Auf eine Verlängerung mit dem aktuellen Spielführer Can und dem 2022 ablösefrei vom FC Bayern als designierten Abwehrchef geholten Süle deutet derzeit überhaupt nichts hin. Can ist längst eine absolute Reizfigur im BVB-Umfeld geworden. Das geht teils so weit, dass Sportchef Lars Ricken sich im Herbst dazu veranlasst sah, bei Hetze im Internet mit rechtlichen Schritten zu drohen.
Niklas Süle müsste wohl zu massivem Gehaltsverzicht bereit sein
Bei Süle indes ist die Hoffnung auf eine Wende zum Guten schnell verpufft, nachdem der Abwehrmann im Sommer in erstaunlich gutem körperlichen Zustand in die Saisonvorbereitung gegangen war. Trotzdem reichte es in der bisherigen Spielzeit nur zu zehn Einsätzen, aktuell fällt Süle mit Syndesmosebandriss wohl noch bis März aus.
Wie Sport Bild berichtet, müsste Süle auf etwa 50 Prozent seines Gehalts verzichten, um eine Zukunft beim BVB über den Sommer 2026 hinaus zu haben. Ein Abschied bereits zuvor wird sich kaum realisieren lassen, weil es für den Großverdiener keinen Markt gibt – jedenfalls nicht zu Konditionen, die mit dem fürstlichen Salär in Dortmund mithalten können.
Brandt und Schlotterbeck, vielleicht Adeyemi, als neue BVB-Gesichter
Durch den sich abzeichnenden Abgang von Can und Süle im Sommer 2026 wird perspektivisch viel Platz im Gehaltsbudget frei, zumal dann unter anderem auch die Verträge von Sébastien Haller und Youssoufa Moukoko auslaufen, die der BVB schon vor der laufenden Saison am liebsten endgültig abgegeben hätte, dann aber nur verleihen konnte.
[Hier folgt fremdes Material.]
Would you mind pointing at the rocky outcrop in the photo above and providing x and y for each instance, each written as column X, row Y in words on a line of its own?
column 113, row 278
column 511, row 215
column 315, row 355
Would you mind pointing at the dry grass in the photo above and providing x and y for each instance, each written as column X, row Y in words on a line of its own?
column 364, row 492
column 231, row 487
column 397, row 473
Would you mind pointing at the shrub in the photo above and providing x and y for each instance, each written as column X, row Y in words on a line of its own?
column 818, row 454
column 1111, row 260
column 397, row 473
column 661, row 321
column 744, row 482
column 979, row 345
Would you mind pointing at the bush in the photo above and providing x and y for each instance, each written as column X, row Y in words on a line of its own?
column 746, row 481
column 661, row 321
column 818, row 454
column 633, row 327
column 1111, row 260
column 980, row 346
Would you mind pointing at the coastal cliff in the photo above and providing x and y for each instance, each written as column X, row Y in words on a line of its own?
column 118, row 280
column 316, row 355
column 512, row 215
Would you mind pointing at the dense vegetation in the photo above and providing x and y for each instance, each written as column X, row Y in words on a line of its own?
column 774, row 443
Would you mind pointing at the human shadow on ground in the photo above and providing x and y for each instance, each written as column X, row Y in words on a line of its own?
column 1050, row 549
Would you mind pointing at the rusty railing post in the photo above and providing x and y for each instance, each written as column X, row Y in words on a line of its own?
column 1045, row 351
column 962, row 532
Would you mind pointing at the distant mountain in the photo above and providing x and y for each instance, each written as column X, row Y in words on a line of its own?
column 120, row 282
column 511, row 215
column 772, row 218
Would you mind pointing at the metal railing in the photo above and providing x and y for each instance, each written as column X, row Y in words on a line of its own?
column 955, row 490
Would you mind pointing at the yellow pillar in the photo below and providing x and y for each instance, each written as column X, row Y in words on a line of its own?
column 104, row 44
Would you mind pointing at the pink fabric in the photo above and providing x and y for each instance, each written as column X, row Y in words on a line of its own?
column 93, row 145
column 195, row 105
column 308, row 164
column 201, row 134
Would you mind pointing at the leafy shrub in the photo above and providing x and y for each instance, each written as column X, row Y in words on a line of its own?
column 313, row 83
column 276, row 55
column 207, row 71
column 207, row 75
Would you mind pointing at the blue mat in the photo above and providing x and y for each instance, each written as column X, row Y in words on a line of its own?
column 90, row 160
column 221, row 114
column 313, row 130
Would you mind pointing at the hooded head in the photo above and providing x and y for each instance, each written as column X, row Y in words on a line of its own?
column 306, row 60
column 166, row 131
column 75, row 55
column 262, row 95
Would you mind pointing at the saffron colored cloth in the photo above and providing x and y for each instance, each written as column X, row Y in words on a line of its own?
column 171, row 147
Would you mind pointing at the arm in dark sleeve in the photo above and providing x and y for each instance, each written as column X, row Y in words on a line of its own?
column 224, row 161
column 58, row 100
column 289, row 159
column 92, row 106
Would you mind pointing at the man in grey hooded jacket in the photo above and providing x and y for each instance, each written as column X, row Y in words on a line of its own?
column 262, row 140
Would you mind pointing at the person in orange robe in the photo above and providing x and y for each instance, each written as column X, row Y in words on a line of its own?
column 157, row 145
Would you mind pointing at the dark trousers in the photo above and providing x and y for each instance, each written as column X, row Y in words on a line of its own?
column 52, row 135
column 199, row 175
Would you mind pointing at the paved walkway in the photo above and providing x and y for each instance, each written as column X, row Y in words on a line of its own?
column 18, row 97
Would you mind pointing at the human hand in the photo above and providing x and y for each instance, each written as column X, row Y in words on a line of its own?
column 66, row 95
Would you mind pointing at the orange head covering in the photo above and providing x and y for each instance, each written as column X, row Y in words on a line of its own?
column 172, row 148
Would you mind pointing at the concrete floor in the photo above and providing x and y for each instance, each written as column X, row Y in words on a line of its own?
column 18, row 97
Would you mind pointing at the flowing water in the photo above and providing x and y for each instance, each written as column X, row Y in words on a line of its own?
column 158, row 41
Ein Nutznießer soll neben Brandt sein DFB-Kollege Nico Schlotterbeck werden, dem beim BVB als Publikumsliebling, Leistungsträger und Nationalspieler mit vorbildlicher Mentalität das Potenzial zur absoluten Führungskraft beschieden wird. Eine vorzeitige Verlängerung seines bis 2027 gültigen Vertrags zu verbesserten Konditionen wäre in den kommenden Monaten keine Überraschung.
Auch bei Karim Adeyemi, der ebenfalls bis 2027 gebunden ist, könnte eine solche Entscheidung perspektivisch auf den Tisch kommen, wenn sich seine positive sportliche Entwicklung der letzten Monate (bis zu einer Verletzungspause zwischen Oktober und Dezember) fortsetzt. Adeyemi gehört allerdings auch zu den wenigen Profis mit hohem Ablösepotenzial beim BVB – ein Umstand, der künftig wieder verstärkt in den Fokus der Transferbemühungen rücken soll.